How to Take Screenshots in Firefox Browser

Firefox Quantum introduced a built-in screen-capture option accessible from the Page actions drop-down. In version 88 and later, Firefox removed the ability to take screenshots from the address bar. However, it's still easy to take screenshots in Firefox in three ways.

  • Use the keyboard shortcut Ctrl+Shift+S (Windows PC) or Command+Shift+S (Mac).
  • Right-click anywhere on the screen, then select Take Screenshot.
Firefox right-click menu with Take Screenshot highlighted
  • Or, add a screenshot function to the toolbar:
  1. Right-click on the toolbar and select Customize Toolbar.

    Customize Toolbar highlighted in Firefox
  2. Drag the Screenshot icon into the toolbar.

    Firefox toolbar options with Screenshot highlighted
  3. Access the screenshot function from your toolbar.

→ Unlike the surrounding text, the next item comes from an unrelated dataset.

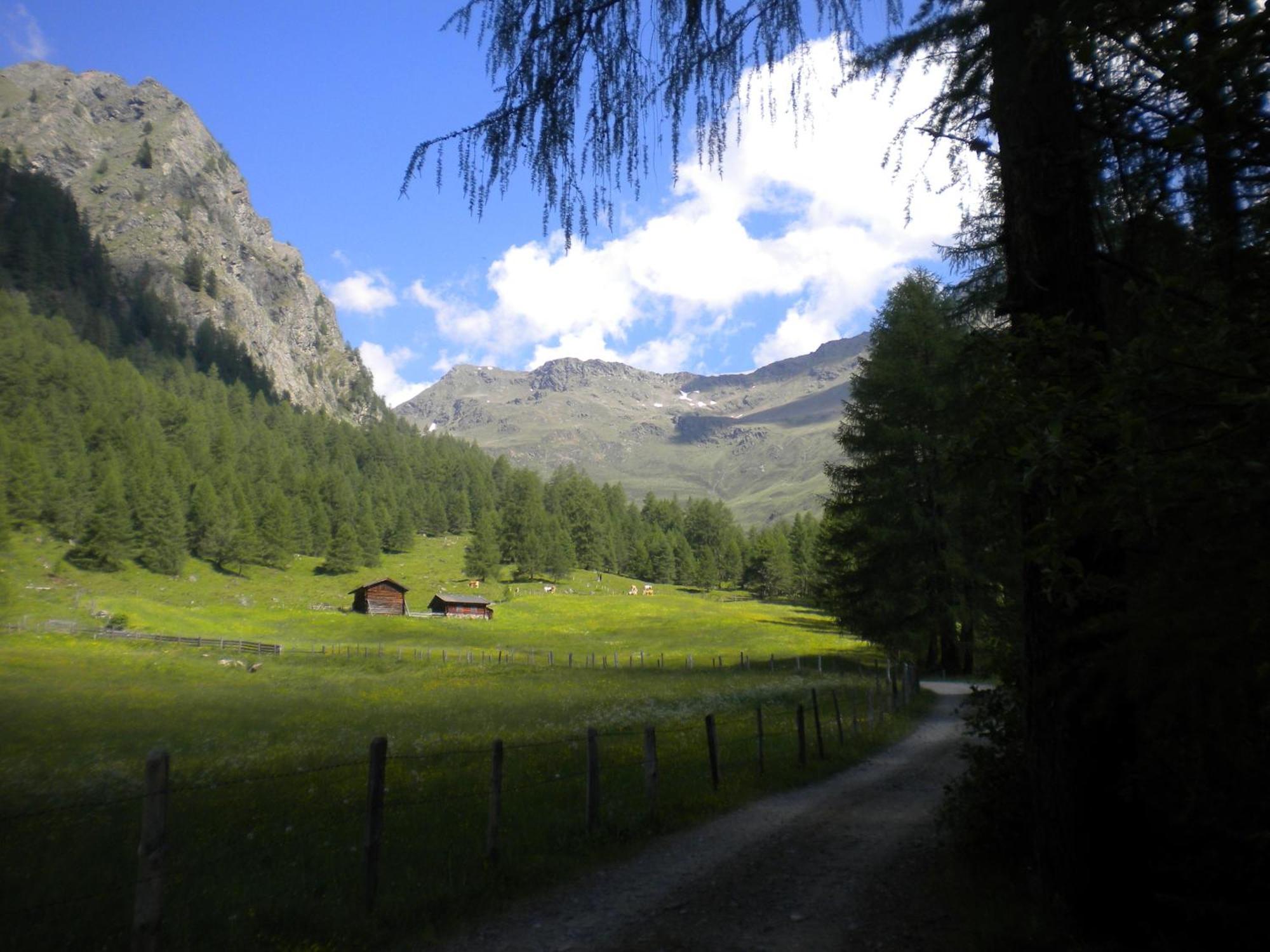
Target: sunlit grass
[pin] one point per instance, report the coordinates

    Firefox toolbar with Screenshot icon highlighted

Automatically Restore Firefox Browsing Sessions

Firefox Quantum introduced the ability to restore your previous session when you launch the browser. The feature still works: Go to the History tab and select Restore Previous Version, and it will restore your last session tabs.

Firefox History menu with Restore Previous Session highlighted
  • What is Firefox Quantum?

    Firefox Quantum was the browser's release 57. It ushered in significant improvements, including a performance boost, an updated plug-in engine, an integrated pocket to save content on the fly, privacy enhancements like tracking protection, and two-click screenshots. Starting with Firefox release 70, however, the Quantum designation went away.

  • How do I speed up Firefox?

    To speed up Firefox Browser, you can free up memory, disable multi-process windows, and adjust the content process limit. Another suggestion is to make sure you're running the latest version of Firefox Browser.

  • How do I enable cookies on Firefox?

    Firefox Quantum is now Firefox Browser. To manage cookies in Firefox Browser, select menu (three horizontal lines) > Settings > Privacy and security. Ensure you don't have custom tracking settings that block all cookies; scroll down to Cookies and Site Data to manage cookies for individual sites.

  • What is the point of the Master Password on Firefox?

    The Primary Password (formerly known as Master Password) in Firefox Browser protects your personal information by always requiring an additional password to access stored logins for things like your email or bank account. To set it up, select Menu (three lines) > Settings > Privacy and security > Use a Primary Password.